L’élaboration des préceptes sensoriels par le cerveau repose sur des zones du cortex (la « matière grise », à la surface du cerveau), que l’on peut considérer comme des canaux spécialisés, des cortex primaires, chacun traitant une modalité sensorielle (vision, audition, toucher, olfaction, gustation, proprioception). Cependant, il est rare qu’un seul sens soit impliqué dans nos sensations. Pour y faire face, il existe d’une part des liaisons nerveuses entre ces centres spécialisés et, d’autre part, des aires supérieures dites « associatives » intégrant les informations qui en proviennent. Elles sont responsables des fonctions cognitives et exécutives de haut niveau comme la mémoire, le langage ou la planification. Dans l’espèce humaine, 75% du cortex, notamment dans les lobes frontaux et pariétaux, sont dédiés à ces aires associatives qui portent notre représentation du monde et de nous-mêmes.
Le mécanisme général de la perception multisensorielle s’appuie donc sur l’intégration des différents messages dans les cortex associatifs. Mais qu’en est-il de l’influence d’un sens sur l’autre ? En d’autres termes, outre l’intégration montante (bottom up) opérée vers les aires associatives, suivie d’un éventuel rétrocontrôle descendant (top down), existe-t-il des « courts-circuits » permettant un traitement plus rapide ou plus optimisé ?
Comment pourrions-nous définir l’originalité du travail de votre équipe ?
L’originalité du travail de mon équipe est d’avoir trouvé, dans le cortex somato-sensoriel de la souris (cortex tactile), des neurones répondant à la stimulation olfactive. C’est-à-dire que le canal dédié au toucher est « infiltré » par des « taupes » olfactives. C’est peut-être une particularité des rongeurs. En effet, ces animaux nocturnes utilisent largement leur odorat et leurs vibrisses (les « moustaches » ; whiskers en anglais, d’où whisking dans le titre) pour explorer l’environnement. Les vibrisses constituent de véritables « doigts ». Elles sont dotées d’une grande sensibilité, en rapport avec la large surface qui leur est consacrée dans le cortex somato-sensoriel (barrel cortex dans le titre). Comme les moustaches, le nez est à l’avant-poste de l’animal et une coordination entre les deux sens a sans doute été sélectionnée pour une exploration rapide de l’environnement, de la nourriture et des congénères. Et c’est bien ce que les chercheurs ont montré.

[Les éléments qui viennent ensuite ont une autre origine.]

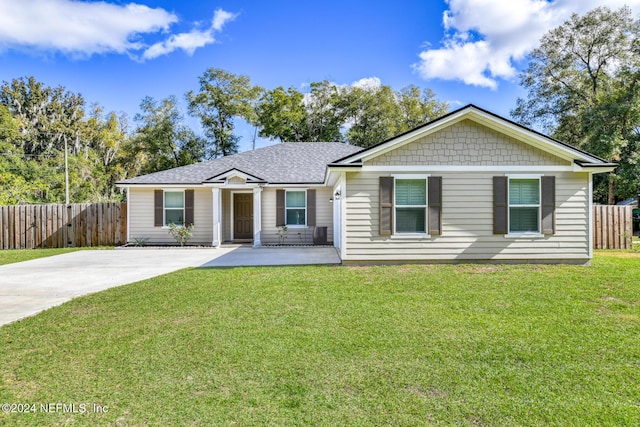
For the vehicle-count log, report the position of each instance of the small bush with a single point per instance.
(181, 233)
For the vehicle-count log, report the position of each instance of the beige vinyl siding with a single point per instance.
(467, 215)
(304, 235)
(141, 217)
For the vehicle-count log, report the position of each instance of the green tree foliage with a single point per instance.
(361, 116)
(281, 114)
(583, 88)
(372, 114)
(162, 140)
(47, 119)
(222, 98)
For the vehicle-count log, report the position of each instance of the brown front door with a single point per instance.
(243, 216)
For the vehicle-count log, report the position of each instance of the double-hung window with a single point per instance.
(174, 207)
(296, 207)
(410, 206)
(524, 205)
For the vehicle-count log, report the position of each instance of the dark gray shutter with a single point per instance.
(386, 205)
(280, 208)
(188, 206)
(500, 204)
(548, 204)
(158, 208)
(435, 204)
(311, 208)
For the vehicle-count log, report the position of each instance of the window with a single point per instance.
(296, 207)
(524, 205)
(410, 205)
(174, 207)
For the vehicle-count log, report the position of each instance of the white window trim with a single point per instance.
(297, 190)
(164, 204)
(411, 235)
(524, 234)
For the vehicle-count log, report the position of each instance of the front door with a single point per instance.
(242, 216)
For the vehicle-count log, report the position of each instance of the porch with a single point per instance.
(246, 255)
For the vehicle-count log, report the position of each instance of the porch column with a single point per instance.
(257, 220)
(216, 208)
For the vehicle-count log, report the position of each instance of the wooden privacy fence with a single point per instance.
(612, 227)
(60, 226)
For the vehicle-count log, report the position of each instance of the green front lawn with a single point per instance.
(401, 345)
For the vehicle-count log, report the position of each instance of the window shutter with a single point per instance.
(311, 208)
(386, 205)
(280, 208)
(158, 208)
(500, 204)
(548, 204)
(435, 204)
(188, 206)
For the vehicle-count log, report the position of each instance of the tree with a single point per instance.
(47, 117)
(281, 114)
(418, 107)
(358, 115)
(582, 84)
(372, 114)
(162, 141)
(324, 115)
(222, 97)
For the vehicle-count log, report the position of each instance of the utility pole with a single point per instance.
(66, 173)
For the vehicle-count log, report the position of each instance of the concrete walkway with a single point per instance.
(26, 288)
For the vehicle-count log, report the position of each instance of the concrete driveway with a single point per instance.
(26, 288)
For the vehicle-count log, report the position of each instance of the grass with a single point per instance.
(10, 256)
(395, 345)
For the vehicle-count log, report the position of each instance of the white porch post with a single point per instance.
(216, 207)
(343, 216)
(257, 220)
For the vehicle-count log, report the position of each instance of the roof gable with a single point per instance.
(285, 163)
(466, 143)
(483, 118)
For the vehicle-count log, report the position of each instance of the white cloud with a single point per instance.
(191, 41)
(484, 37)
(221, 17)
(367, 83)
(81, 28)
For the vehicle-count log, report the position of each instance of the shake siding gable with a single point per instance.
(468, 200)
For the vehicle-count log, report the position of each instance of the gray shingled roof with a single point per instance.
(288, 163)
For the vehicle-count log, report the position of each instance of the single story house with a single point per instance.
(469, 186)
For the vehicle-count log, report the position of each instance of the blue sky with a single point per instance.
(117, 52)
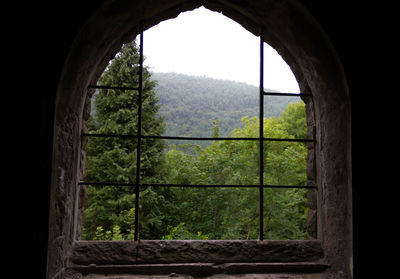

Certains neurones du cortex, sensibles uniquement à la stimulation des vibrisses, voient leur réponse augmentée ou diminuée en présence d’odorant.
Des modulations inter-sensorielles avaient déjà été trouvées chez l’animal entre audition et vision : dans ce cas, le son souligne l’apparition d’un objet dans le champ visuel. Olfaction-toucher ou vision-audition, ces processus permettent l’intégration des messages bi-sensoriels dès le niveau des cortex primaires, avant même de passer aux aires associatives. Le résultat serait une meilleure détection des coïncidences multisensorielles, favorisant une reconnaissance et une réponse rapides, et éventuellement un meilleur apprentissage à plus long terme.
Enfin, est-ce que des mécanismes semblables existent également chez l’homme ?
On ne sait pas si te tels mécanismes existent chez l’homme mais on connaît les synesthésies, dans lesquelles un ou plusieurs sens sont associés. La plus répandue semble être de voir les lettres de l’alphabet en couleur. Elle résulterait peut-être d’un élagage incomplet des communications entre la zone corticale de la vision des couleurs et celle des caractères. Cet élagage se produit normalement dans la petite enfance. Il dépend de l’expérience et favorise la performance des circuits. En tout cas, les bébés humains, même si l’influx nerveux se propage plus lentement dans leur cerveau, sont déjà capables de détecter ces congruences et d’en tirer des leçons pour soutenir leur curiosité et aborder des apprentissages ultérieurs.